For people who have been asking me when I'm coming back to California, I'm not going back. Stop asking, there's no reason for me to go back. 
For the people who keep asking me what's my plan... I don't know, I still haven't figured it out yet, and I don't believe I will anytime soon. Give me a good reason to stay in France? Give me some reason to go back home to Ireland? Give me some advice maybe you'll be helping me see things through instead of trying to force something that isn't coming. 

If you are in a similar situation, don't take any advice from people who only want to be selfish. Listen to yourself as well, make mistakes, learn from them, and be smile because it's not the end just yet... It's only the beginning!

~Bella

Saturday, 15 July 2017

21st birthday, done!

You've guessed it, I'm finally 21! 

Not a huge deal on my part as in Europe the drinking age is younger, but since I'm currently in California, I went to a few bars. 

Being 21 years of age hasn't changed much for the few days I've been 21, but I can say that I did have a pleasant time, enjoying the night with one of my roommates. Drinks and fries, a few exchange with some people, and the night came to an end. 



Someone who is 21 years of age is excited about finally drinking in bars, clubbing but half of these people didn't have any advice from their close friends or family members. I was part of the lucky ones, my dear friends as my close family has been telling me a few bits of advice over the years making it easier for me when I finally entered adulthood (in America). 

I thought I would share a few of them with you especially if you are going to be 21 years old soon. 


I. "Don't waste your precious time trying to get someone to like you! You can't be liked by everyone." 



II. "Do yourself a favour and be yourself- forget about other's opinion."

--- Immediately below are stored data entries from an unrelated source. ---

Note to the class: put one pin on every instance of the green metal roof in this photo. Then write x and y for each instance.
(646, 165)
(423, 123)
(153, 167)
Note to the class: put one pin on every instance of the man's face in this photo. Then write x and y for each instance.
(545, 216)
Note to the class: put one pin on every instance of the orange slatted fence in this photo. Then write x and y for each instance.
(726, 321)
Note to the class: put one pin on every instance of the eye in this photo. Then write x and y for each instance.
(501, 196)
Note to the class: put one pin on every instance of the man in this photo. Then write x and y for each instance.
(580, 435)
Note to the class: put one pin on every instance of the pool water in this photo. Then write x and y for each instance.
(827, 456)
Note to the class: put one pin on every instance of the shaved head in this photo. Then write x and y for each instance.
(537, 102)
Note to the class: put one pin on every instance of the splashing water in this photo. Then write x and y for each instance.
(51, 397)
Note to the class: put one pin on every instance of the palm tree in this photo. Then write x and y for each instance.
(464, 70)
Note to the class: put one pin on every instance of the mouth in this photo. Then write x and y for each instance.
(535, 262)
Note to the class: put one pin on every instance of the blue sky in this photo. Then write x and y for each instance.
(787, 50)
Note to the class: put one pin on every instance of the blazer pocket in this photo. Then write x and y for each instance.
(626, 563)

III. "Have a passion, go find something free to do, especially if you live in a big city like Los Angeles or New York."



IV. "Take your time on your education, why rushing into the adult world."



V. "Go find yourself a real, nice man instead of chasing immature, bad boys."



VI. " Don't worry too much about money just yet, you have some time to get your saving up and running."



VII. "No future plans? Please. Live a little." 

VIII. "Stop judging your life, compare it to other's and make yourself feel horrible for not having the same progress. It's your own journey!"



IX. "You are still young, stop pretending like you've got it all under control." 



X." Bars are nice but don't think you have to go spend money every night. You have your entire life to do so." 



Being 21 years of age didn't make much change on my part, but it does to a lot of people. For many it means you are entering adulthood, you finally able to run around town at whatever hour of the night, you are allowed in clubs, bars, get drinks without worrying about being caught.  Sure, it does has its perks, but don't over exaggerate; you have your entire life ahead of you to get crazy being an adult! Enjoy the last couple of years you have to be a grown person with tons of responsibilities. 

Here comes the next chapter of my life... The one I will write about... Stay alert, more to come next week... 





"When you turn 21. You legally do all the things you've been doing since you were 15."